# Phase 1: Introduction to the Project & Dataset Exploration

### Quick Description of the Dataset:

Link to the Dataset: https://www.kaggle.com/datasets/paultimothymooney/chest-xray-pneumonia

#### <u>The dataset is comprised of 3 folders:<u>

1. **train** - *contains the images that the model will be trained on* (the training set)
   - **1341 images** are x-rays of **'normal'** lungs, **3875 images** are x-rays of lungs with **pneumonia**
2. **test** - *contains the images that the model will be tested on to evaluate its performance, providing guidelines for model tuning* (the test set)
   - **234 images** are x-rays of **'normal'** lungs, **390 images** are x-rays of lungs with **pneumonia**
3. **val** - *contains the images that will be used to assess the final performance of the fully trained model* (the validation set)
   - **8 images** are x-rays of **'normal'** lungs, **8 images** are x-rays of lungs with **pneumonia**

The dataset contains images of lungs with both 'bacterial' and 'viral' pneumonia, however the model will not differentiate between the two (it will simply aim to classify a given x-ray image of a lung as being infected with pneumonia or not).

### **CLASS IMBALANCE ALERT!!!**
With a total of 5216 images in the training set, roughly **74.3%** of the images in the training set are **x-ray images of pneumonia-infected lungs**, leaving ***only around 25.7%*** of the images in the training set to be ***x-ray images of healthy lungs***. **This is quite a significant class imbalance** (almost 3x as many pneumonia infected lungs as healthy lungs) and this will need to be handled later on.

# Phase 2: Data Preprocessing

### Importing Tensorflow & the ImageDataGenerator Class

In [2]:
import tensorflow as tf
from tensorflow.keras.preprocessing.image import ImageDataGenerator

## 1. Preprocessing Training Set

<u>*The 'what' and 'why' behind the keys steps in image preprocessing*:<u>
- **Image Resizing**: ensure all images are the same size - neural networks require inputs of a fixed size


- **Pixel Normalization**: scale pixel values to take a value wihtin a certain (smaller) range - helps model converge faster by ensuring data is consistent and not too varied


- **Data Augmentaion**: apply random transformations (e.g. rotations/flips) to images - increases the variety in the training set to prevent overfitting and increase the generalization of the model

In [3]:
train_datagen = ImageDataGenerator(rescale = 1./255,
                                   shear_range = 0.2,
                                   zoom_range = 0.2,
                                   horizontal_flip = True)

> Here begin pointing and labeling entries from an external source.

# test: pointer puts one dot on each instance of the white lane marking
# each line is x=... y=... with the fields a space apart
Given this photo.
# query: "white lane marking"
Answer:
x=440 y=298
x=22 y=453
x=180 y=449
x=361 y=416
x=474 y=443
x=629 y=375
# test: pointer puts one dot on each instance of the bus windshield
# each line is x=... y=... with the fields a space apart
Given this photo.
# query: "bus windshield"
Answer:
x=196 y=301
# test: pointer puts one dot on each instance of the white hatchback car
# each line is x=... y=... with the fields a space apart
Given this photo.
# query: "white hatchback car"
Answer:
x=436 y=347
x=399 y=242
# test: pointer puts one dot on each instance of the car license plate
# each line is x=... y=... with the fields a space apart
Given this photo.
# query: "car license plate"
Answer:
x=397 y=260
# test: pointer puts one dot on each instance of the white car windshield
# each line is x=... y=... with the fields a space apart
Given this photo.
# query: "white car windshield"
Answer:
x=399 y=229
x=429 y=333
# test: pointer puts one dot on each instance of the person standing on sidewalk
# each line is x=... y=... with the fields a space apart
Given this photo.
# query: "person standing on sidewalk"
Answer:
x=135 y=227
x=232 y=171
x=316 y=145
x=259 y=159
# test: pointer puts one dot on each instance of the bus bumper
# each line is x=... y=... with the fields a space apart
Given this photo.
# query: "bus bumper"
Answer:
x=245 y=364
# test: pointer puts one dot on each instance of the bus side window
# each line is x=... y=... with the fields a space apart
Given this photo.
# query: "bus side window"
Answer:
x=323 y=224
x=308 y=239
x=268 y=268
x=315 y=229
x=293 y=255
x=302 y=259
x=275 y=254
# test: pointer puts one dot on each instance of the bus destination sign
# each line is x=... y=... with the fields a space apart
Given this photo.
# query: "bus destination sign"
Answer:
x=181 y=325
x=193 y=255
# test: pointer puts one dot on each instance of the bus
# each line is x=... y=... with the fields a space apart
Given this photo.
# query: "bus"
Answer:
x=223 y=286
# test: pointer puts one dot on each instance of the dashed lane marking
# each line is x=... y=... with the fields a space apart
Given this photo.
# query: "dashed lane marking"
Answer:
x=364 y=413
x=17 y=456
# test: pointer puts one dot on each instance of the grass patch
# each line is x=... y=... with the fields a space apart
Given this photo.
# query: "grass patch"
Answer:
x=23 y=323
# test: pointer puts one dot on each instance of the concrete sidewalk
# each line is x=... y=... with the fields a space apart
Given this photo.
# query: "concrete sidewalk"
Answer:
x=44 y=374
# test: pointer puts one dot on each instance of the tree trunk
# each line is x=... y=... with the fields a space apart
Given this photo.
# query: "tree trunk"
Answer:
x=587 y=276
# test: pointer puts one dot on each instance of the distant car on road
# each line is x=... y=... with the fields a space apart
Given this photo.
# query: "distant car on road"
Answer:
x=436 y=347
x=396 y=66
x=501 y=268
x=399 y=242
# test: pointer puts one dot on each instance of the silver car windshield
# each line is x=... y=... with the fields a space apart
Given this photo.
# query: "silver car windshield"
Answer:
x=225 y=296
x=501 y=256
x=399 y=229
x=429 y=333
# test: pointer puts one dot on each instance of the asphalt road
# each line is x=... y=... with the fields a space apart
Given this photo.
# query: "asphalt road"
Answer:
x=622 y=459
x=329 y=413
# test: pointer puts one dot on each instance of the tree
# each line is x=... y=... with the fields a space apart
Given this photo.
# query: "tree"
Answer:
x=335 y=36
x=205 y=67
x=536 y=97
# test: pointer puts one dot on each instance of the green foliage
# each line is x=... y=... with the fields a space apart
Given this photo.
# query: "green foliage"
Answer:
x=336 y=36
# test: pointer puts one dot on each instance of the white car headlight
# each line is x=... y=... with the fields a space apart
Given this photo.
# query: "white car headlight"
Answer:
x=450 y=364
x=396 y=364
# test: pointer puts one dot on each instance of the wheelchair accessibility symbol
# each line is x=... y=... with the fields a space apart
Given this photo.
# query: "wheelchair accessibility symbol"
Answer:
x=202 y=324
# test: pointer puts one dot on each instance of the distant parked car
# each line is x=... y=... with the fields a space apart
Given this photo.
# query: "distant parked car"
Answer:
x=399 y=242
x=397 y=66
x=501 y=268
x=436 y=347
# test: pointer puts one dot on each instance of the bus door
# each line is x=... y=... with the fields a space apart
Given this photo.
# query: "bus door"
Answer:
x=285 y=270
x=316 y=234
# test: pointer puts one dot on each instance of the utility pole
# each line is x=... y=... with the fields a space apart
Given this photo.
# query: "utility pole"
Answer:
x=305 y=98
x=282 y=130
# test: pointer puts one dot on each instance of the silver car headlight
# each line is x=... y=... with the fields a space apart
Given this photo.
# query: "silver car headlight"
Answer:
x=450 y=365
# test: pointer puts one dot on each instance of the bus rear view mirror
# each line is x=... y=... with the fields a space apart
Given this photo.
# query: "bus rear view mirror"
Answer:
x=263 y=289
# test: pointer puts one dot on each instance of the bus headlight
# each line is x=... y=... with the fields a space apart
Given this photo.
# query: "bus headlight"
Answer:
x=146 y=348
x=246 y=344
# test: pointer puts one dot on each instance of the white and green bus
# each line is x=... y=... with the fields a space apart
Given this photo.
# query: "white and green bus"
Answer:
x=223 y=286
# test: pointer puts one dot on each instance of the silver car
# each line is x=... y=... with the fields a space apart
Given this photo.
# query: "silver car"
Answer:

training_set = train_datagen.flow_from_directory('data/train',
                                                 target_size = (64,64), #try different sizes
                                                 batch_size = 32,
                                                 color_mode = 'grayscale',
                                                 class_mode = 'binary')

Found 5216 images belonging to 2 classes.


#### Explaining each parameter:

<u>**ImageDataGenerator Parameters:**<u>

- **rescale**: *'min-max scaling'* - normalizes pixel values to take a value between 0 and 1 by dividing by 255
- **shear_range**: a type of transvection
- **zoom_range**: applies a random zoom augmentation within a given range ([1-value, 1+value])
    -  e.g. if value = 0.2, range is [0.8, 1.2]
- **horizontal_flip**: flips image in the y-axis

*other transformations that may be used later on:*
- *rotation_range*: applies a random rotation with an angle between 0 and the value passed in 
- *width_shift_range*: applies a horizontal shift to the image
- *height_shift_range*: applies a vertical shift to the image

<u>**flow_from_directory Parameters:**<u>

- **(first argument)**: folder path
- **target_size**: image resizing dimensions
- **batch_size**: how many images are in each batch for each training iteration
- **class_mode**: determines the type of label array(s) that is/are returned

#### Notes on Image Preprocessing

##### Data Augmentation: Geometric & Photometric augmentation techniques:

**Geometric**: 'Modify shape/position of the image' e.g. zooming/cropping, flipping(horizontal/vertical), rotating, shifting

**Photometric**: 'Modify appearance/color of image' e.g. altering brigthness, contrast, saturation, hue

Depending on the data available, specific techniques/transformations are used in combination. In the case of this dataset (grayscale X-ray images), I will avoid ***photometric augmentation techniques*** since pneumonia detection involves detecting **gray/white intersitial patterns** which could be obstructed/unrecognizable through certain photometric augmentation techniques by altering parameters such as brightness and contrast.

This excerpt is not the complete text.